I was reading this article on MOUT in the March-April Infantry magazine and thought about you guys from WWII. It gives a pretty lengthy synopsis of the fight for Aachen and it made me wonder if any of you had the misfortune of slogging through a large city. My understanding of Salerno and Anzio was that the towns were taken relatively quickly but the attempted break-outs were where there was tremendous difficulty.
MOUT is something that the military has spent a lot of time and money studying. The Marine Pub is the MCWP 3-35.3 (Marine Corps Warfighting Publication) and the Army's is the FM 90-10. The Army pub is from 1993 and the Marine's is only from five years later in 1998. No doubt new chapters are being written as we speak by the soldiers and Marines in Iraq and Afghanistan but unfortunately that pub probably won't be released for years later. As the article says toward the bottom, however, most of the MOUT knowledge from today came from WWII, Korea, and Viet Nam.
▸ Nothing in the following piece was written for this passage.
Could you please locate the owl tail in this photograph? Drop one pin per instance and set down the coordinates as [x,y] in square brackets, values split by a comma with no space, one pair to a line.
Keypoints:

Odd how slowly the military takes to learn lessons. Just as soldiers had to make up doctrine as they went in Aachen, the Marines were doing the same decades later in Hue. Another similarity is a dearth of information on the city they were attacking. Marines at Hue used gas station maps of the city! Today, at least, we have satellite images and UAV (unmanned aerial vehicle) feeds.
Just wondering what your experiences had been.